In this example, we will simulate a thin-film lithium niobate electro-optic modulator based on the Pockels effect. The device is based on the work of *Ying Li et al.*, “High-Performance Mach–Zehnder Modulator Based on Thin-Film Lithium Niobate with Low Voltage-Length Product,” *ACS Omega* 2023, 8 (10), 9644–9651. DOI: 10.1021/acsomega.3c00310.

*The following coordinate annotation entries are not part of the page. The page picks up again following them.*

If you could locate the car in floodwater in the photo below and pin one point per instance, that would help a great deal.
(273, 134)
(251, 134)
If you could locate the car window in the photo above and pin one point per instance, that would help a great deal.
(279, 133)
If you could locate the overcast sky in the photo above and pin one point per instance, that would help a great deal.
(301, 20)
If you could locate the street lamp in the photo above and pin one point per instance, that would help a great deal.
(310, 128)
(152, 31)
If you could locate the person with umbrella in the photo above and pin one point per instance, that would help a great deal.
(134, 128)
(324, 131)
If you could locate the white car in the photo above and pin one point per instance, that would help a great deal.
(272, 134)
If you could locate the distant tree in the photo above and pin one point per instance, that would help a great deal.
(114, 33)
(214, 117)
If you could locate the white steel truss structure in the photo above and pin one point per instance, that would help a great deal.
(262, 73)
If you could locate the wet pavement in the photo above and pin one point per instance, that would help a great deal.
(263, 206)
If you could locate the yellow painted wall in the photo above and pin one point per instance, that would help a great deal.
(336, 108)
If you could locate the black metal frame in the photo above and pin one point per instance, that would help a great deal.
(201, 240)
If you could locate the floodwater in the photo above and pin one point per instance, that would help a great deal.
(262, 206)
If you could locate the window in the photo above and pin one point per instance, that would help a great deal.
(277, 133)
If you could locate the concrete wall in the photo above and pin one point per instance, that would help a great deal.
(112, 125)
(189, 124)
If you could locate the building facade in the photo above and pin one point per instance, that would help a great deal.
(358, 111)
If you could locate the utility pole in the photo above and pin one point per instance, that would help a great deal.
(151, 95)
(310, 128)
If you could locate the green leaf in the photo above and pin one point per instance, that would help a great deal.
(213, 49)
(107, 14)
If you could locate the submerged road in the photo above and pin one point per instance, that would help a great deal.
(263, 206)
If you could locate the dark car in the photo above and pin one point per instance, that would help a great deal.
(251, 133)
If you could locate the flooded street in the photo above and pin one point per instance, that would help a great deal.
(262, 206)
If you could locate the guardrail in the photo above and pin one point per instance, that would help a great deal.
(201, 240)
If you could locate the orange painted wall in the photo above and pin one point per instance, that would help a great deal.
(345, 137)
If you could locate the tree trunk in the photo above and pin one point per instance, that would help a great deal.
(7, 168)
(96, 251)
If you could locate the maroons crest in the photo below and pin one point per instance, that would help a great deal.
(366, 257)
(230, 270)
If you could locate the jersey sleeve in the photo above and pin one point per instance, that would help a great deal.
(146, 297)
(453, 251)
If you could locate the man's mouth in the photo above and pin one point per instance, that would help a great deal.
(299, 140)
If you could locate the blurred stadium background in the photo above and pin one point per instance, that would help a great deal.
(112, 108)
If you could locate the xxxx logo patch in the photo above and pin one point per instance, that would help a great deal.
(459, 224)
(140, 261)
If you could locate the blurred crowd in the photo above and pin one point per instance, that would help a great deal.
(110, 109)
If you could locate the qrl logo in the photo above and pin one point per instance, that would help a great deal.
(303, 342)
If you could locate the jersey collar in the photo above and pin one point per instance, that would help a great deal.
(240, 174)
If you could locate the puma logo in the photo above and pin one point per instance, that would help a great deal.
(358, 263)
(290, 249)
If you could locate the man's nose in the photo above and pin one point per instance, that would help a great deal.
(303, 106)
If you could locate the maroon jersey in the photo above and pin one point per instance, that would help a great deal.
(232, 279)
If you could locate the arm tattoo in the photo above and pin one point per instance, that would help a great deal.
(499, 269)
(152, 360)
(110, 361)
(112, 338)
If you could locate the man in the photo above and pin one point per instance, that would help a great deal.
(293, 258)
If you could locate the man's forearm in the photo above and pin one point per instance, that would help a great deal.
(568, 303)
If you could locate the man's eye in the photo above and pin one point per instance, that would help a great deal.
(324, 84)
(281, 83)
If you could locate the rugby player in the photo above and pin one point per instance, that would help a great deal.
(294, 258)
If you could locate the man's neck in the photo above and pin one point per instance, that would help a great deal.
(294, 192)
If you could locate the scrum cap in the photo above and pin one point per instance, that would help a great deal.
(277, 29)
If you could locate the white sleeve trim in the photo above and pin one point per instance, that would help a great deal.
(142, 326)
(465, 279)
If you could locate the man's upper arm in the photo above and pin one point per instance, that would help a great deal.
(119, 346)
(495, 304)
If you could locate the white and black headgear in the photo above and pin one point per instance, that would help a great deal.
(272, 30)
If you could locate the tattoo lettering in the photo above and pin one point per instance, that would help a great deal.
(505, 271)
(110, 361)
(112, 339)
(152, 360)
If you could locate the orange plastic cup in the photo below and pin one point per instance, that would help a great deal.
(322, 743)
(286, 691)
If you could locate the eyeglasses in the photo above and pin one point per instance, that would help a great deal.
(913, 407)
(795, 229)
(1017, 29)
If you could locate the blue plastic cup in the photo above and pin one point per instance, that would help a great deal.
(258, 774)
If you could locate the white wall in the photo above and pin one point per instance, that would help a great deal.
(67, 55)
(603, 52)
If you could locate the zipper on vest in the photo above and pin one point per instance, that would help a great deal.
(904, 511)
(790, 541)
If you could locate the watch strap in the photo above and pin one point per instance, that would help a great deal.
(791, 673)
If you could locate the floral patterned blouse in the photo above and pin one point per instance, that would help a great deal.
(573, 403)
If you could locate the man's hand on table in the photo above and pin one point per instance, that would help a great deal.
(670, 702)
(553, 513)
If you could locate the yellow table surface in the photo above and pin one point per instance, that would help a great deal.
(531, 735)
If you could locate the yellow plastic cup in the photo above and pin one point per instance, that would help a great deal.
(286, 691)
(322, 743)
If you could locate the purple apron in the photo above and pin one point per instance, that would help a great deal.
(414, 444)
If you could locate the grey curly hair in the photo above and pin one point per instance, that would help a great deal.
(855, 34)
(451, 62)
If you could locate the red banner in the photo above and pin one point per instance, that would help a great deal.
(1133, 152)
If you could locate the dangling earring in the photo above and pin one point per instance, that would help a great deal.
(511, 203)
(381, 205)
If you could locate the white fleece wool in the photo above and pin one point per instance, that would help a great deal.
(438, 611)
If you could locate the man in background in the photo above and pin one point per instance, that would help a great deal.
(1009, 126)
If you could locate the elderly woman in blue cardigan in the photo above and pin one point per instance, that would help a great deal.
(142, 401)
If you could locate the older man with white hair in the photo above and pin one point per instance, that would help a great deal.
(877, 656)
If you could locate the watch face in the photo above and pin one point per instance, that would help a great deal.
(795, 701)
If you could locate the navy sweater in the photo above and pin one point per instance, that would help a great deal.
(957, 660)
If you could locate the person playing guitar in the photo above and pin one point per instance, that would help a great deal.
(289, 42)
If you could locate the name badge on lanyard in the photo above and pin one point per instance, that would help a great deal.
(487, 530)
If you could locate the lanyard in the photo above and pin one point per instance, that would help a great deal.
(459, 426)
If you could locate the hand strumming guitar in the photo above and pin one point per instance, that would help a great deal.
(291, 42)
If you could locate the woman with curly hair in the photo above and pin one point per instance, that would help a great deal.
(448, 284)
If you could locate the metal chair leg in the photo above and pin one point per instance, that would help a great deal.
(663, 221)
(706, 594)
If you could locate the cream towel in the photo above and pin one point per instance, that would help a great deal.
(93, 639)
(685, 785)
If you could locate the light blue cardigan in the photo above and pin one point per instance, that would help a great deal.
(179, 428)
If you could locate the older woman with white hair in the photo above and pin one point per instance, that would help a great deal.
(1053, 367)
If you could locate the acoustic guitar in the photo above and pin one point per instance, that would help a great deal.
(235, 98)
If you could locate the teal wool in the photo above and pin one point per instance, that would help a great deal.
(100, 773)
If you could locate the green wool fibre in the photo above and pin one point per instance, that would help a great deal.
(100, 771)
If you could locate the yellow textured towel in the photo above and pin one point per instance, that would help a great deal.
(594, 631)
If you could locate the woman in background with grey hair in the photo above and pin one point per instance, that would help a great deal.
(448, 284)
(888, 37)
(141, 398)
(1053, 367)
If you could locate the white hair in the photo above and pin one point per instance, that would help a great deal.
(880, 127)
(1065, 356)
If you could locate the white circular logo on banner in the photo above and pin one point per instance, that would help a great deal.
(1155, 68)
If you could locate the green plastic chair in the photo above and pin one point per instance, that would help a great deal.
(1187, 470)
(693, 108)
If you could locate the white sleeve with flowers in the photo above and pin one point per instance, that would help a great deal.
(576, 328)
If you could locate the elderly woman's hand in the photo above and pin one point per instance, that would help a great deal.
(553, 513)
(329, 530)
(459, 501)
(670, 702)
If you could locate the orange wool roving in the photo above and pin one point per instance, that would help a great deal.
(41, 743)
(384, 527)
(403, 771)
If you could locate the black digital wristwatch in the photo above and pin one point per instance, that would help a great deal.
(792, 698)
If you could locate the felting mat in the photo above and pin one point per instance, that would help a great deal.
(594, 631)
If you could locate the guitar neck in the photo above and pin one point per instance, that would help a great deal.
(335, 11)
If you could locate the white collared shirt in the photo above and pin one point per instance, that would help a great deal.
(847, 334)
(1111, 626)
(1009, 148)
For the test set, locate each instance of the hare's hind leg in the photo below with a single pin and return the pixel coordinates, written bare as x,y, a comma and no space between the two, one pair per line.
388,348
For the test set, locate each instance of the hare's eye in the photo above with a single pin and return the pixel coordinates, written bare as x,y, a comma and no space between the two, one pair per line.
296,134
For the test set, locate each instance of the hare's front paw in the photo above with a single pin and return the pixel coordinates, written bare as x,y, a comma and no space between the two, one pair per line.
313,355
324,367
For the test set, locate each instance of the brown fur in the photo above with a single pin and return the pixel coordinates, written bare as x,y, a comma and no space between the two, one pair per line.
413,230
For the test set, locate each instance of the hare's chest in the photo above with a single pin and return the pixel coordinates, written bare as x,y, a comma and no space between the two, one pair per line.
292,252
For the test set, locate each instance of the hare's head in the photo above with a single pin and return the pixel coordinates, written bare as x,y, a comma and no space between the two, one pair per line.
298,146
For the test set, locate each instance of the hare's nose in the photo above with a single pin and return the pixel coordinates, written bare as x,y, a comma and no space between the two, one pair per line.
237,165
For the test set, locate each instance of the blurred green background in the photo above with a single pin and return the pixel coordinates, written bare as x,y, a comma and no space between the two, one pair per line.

We start by calculating the propagating modes of the TFLN waveguide and the coplanar (CPW) transmission line using mode simulation.
Finally, we calculate the electro-optic overlap and predict the Vπ·L figure of merit.
You can check here the same model, along with the full chip layout integrated with a foundry PDK, using Photonforge, our photonic design automation tool.
Workflow Overview¶
1. Define the thin-film lithium niobate waveguide geometry and solve for the optical TE mode using the ModeSolver.
2. Build the CPW transmission line in the same cross-section and compute the RF mode and its overlap with the optical waveguide.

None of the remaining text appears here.